Moderatorzy: Estraven, Moderatorzy
kitkunia pisze:Bo mam taką ochotę
kitkunia pisze: Pracuję na onkologii i wiem co nieco o raku![]()
Blue pisze:Katarzynka01 - Mi osobiście nie chodzi o przypadkowe odpisanie na stary wątek, bardziej o stwierdzenie że odbyło się to ponieważ autorka posta miała taką ochotę co zakłada celowość działania. I to skomentowalam.
Ale odezwałam się najbardziej dlatego iż pisze o bezcelowości badań i działań medycznych w przypadku nowotworów.
Co może wyrządzić nieodwracalną szkodę kotom.
Pomijam już takie teksty ze strony pracownika (?) onkologii.
Przypominam że nowotwory złośliwe to guzy mózgu i rak płaskonabłonkowy na czubku ucha.
Blue pisze:Spora część nowotworów u kotów, także złośliwych, wykryta wcześnie i zoperowana - daje całkowite wyzdrowienie, chłoniaki u kotów częstokroć reagują świetnie na chemię.

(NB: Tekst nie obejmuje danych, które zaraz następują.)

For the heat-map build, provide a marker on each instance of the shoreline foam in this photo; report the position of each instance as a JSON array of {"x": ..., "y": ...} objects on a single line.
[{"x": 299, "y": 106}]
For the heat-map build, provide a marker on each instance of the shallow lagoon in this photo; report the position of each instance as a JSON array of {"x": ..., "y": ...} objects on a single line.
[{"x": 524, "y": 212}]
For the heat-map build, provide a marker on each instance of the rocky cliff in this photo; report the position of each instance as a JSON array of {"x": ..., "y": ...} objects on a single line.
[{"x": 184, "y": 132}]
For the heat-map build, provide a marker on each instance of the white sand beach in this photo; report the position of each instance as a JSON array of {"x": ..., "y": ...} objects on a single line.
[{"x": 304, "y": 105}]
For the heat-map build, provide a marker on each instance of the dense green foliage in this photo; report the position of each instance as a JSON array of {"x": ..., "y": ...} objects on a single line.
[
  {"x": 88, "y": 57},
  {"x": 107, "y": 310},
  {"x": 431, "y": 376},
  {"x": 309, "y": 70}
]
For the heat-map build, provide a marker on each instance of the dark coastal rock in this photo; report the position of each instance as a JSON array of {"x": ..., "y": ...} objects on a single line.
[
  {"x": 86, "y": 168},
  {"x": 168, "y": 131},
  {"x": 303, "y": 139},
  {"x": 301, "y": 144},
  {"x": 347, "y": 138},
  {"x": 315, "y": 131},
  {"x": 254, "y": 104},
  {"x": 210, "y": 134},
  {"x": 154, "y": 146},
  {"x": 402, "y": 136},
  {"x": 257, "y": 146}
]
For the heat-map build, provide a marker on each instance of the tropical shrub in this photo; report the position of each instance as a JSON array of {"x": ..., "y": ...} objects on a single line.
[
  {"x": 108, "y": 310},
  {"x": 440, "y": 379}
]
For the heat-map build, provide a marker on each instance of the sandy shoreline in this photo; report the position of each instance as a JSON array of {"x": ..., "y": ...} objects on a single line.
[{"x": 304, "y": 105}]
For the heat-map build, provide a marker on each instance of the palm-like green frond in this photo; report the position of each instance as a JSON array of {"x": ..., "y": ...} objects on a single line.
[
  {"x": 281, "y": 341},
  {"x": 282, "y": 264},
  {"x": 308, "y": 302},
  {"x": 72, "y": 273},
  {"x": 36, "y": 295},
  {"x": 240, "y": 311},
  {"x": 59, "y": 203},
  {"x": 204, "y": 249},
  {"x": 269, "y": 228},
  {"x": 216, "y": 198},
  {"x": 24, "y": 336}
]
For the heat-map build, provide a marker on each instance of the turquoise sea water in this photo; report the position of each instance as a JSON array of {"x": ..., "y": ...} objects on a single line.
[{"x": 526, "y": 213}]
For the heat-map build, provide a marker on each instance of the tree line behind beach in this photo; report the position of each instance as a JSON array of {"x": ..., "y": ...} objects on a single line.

Lekami nie przedłuża się agonii bo byłoby to okrutne ale nawet jeśli nowotwór nie jest operacyjny ani do pacyfikacją chemią - lekami można czasem znacząco przedłużyć kocie życie w fajnym komforcie. Oczywiście, nie zawsze, są to sprawy indywidualne, zależne każdorazowo także od konkretnego przypadku i wiedzy lekarza, decyzji opiekuna - ale absolutnie nie zawsze u kota diagnoza nowotworu złośliwego oznacza natychmiastowy wyrok.